More than 1,000 people experienced the vision for a more bikeable, walkable community at the Horizon Foundation’s third Open Streets Howard County on Oct. 1 in Ellicott City. The family-friendly event provided local residents with an opportunity to see how better street design connected to existing pathways can make getting around easier, safer and more comfortable for everyone.
This year’s route – which extended from Dunloggin Middle School and Northfield Elementary School to Dorsey’s Search Village Center – featured a portion of the Bikeway, a proposed network of routes from the Howard County Bicycle Master Plan that would connect more than half of county homes, schools and parks. The Bikeway has been endorsed by more than 1,000 people and 20 community institutions.
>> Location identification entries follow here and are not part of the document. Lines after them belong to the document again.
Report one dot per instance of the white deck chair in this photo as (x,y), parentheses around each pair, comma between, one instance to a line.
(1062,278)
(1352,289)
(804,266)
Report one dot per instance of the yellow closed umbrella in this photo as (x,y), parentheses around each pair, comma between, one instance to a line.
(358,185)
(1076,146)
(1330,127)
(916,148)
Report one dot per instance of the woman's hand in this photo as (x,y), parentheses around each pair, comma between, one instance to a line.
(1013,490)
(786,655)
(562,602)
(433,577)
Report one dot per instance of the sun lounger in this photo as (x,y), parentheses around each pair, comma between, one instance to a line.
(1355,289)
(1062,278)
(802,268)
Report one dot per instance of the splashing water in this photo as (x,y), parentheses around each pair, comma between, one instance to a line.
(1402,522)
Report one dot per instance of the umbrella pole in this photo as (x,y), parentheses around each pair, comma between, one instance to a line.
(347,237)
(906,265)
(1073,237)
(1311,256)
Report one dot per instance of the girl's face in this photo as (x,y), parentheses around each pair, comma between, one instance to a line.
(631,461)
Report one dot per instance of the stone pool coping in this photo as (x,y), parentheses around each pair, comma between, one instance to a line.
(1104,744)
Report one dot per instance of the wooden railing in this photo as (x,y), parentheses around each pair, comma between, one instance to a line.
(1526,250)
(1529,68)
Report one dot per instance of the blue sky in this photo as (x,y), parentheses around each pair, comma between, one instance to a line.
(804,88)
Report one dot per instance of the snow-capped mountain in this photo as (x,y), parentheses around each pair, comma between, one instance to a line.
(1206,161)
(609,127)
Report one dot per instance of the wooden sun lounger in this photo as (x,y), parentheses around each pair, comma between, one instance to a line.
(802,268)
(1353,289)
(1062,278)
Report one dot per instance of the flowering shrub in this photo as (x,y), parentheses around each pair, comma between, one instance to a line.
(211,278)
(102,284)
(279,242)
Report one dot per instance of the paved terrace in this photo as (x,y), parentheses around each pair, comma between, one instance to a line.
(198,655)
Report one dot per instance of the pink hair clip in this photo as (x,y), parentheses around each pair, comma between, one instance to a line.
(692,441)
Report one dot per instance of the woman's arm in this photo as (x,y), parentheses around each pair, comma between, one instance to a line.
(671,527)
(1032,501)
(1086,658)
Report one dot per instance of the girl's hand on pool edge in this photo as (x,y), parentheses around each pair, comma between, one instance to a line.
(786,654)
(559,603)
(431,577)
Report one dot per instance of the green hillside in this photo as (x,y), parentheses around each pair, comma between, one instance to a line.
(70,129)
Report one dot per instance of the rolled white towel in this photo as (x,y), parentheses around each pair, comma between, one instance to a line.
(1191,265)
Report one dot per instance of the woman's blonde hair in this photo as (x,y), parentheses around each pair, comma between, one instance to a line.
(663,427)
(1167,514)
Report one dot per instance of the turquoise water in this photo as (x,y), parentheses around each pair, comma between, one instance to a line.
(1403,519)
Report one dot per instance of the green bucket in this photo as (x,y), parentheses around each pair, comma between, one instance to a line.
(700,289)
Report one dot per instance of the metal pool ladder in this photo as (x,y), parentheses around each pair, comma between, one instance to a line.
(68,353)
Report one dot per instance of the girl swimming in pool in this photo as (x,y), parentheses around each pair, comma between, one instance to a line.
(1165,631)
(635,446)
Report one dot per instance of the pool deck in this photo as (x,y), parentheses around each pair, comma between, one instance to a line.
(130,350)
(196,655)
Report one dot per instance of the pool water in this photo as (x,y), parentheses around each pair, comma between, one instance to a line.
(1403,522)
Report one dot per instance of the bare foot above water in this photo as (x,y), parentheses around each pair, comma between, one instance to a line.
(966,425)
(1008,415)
At Open Streets, more than 200 new supporters added their voices to the growing call for funding the Bikeway.
“Howard County once again proved how much its residents want a more bikeable and walkable community,” said Horizon Foundation President and CEO Nikki Highsmith Vernick. “Open Streets Howard County shows how healthy transportation options and projects like the Bikeway can benefit everyone, from all ages and abilities.”
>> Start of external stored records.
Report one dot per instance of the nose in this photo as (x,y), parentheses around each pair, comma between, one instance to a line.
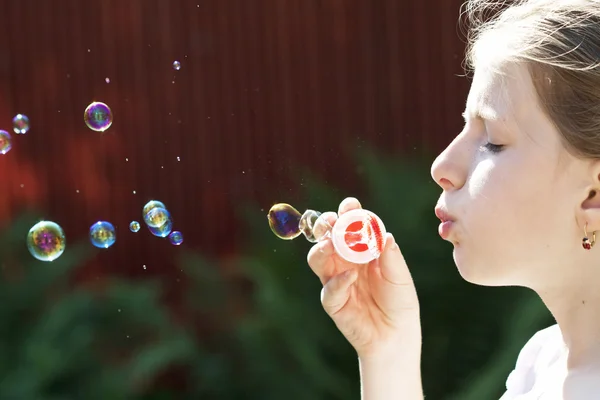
(450,168)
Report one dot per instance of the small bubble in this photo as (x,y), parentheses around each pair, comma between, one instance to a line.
(20,124)
(134,226)
(176,238)
(102,234)
(46,241)
(284,221)
(157,217)
(98,116)
(152,204)
(5,142)
(163,230)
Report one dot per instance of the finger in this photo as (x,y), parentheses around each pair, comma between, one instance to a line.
(318,257)
(349,203)
(336,292)
(394,288)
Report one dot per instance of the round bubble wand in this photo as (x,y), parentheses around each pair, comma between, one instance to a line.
(358,236)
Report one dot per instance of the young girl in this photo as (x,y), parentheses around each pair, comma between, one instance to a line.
(520,203)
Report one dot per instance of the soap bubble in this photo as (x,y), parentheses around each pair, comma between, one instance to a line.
(46,241)
(152,204)
(20,124)
(176,238)
(98,117)
(284,221)
(5,142)
(162,231)
(157,217)
(102,234)
(134,226)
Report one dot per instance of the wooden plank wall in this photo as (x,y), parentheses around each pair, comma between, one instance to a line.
(265,86)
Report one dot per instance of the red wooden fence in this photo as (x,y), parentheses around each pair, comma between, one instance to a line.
(265,85)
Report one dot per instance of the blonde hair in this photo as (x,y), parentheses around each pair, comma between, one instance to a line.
(559,42)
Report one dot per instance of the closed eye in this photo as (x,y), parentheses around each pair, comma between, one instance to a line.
(493,148)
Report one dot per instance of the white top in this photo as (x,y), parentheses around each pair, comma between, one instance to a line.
(541,368)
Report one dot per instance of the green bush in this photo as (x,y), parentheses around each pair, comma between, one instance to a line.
(59,342)
(256,328)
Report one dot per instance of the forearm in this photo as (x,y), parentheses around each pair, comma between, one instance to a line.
(391,376)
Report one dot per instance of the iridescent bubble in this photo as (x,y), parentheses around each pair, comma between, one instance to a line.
(98,117)
(46,241)
(157,217)
(162,231)
(284,221)
(134,226)
(5,142)
(102,234)
(152,204)
(176,238)
(20,124)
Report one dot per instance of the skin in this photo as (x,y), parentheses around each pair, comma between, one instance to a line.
(519,217)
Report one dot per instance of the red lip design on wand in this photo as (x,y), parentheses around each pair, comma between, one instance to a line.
(447,222)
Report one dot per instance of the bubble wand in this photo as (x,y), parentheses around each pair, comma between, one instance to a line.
(358,236)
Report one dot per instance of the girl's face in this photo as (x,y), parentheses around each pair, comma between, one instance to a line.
(517,197)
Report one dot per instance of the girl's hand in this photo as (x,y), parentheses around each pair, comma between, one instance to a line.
(374,305)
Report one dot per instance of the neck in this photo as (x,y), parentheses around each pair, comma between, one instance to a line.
(575,304)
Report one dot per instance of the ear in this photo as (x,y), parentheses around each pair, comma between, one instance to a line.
(590,206)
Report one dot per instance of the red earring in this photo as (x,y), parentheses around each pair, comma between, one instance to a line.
(586,243)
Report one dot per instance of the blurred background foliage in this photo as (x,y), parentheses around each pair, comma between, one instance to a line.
(250,326)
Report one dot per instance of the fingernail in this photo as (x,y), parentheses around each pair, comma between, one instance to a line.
(391,241)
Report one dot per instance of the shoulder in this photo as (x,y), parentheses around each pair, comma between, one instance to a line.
(539,341)
(523,377)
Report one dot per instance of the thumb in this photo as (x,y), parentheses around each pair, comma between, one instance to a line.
(336,292)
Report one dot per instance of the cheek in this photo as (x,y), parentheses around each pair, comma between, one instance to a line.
(506,212)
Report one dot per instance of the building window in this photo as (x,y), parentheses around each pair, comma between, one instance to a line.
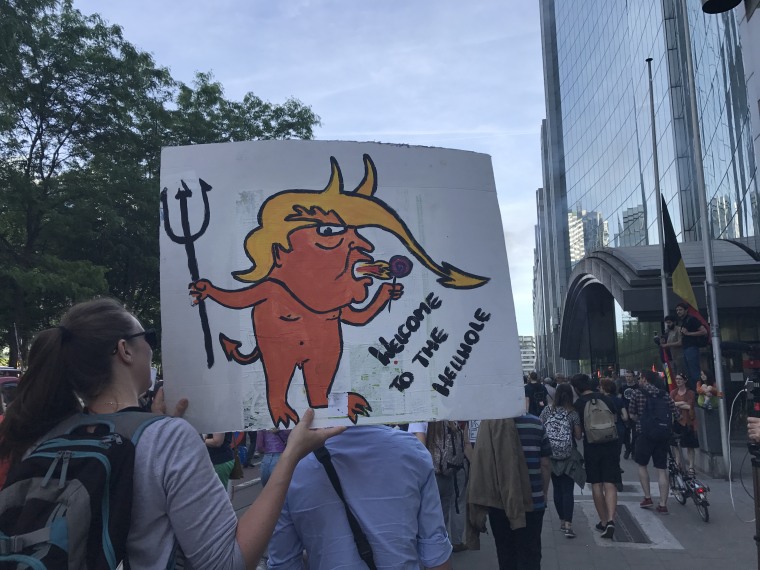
(750,6)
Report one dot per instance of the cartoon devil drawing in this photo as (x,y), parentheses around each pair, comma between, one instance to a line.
(310,267)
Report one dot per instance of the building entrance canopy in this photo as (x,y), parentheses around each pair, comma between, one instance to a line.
(631,276)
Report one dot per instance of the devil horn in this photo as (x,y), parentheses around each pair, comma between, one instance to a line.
(335,186)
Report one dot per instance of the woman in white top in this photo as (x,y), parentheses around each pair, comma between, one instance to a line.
(101,355)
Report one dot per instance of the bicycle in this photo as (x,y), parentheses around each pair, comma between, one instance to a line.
(684,485)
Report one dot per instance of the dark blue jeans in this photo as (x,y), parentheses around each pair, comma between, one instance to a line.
(564,501)
(691,359)
(517,549)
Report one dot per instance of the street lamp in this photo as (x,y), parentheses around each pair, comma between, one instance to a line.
(718,6)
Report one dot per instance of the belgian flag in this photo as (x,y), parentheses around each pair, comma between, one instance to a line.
(675,267)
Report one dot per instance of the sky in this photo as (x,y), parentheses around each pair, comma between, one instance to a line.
(445,73)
The event’s opening ceremony featured remarks from County Executive Allan Kittleman. “Howard County is a great place to live,” he said. “We want to make it better.” Kittleman continued to say he is working on increasing funding for bicycling. County Council Chairman Jon Weinstein also spoke on the importance of promoting safety, biking and walking.
Attendees were able to enjoy bicycle and pedestrian infrastructure demonstrations, food trucks, kids’ activities, a bike rodeo, bike decorating, inflatable obstacle course, steel drum lessons and much more during the four-hour event.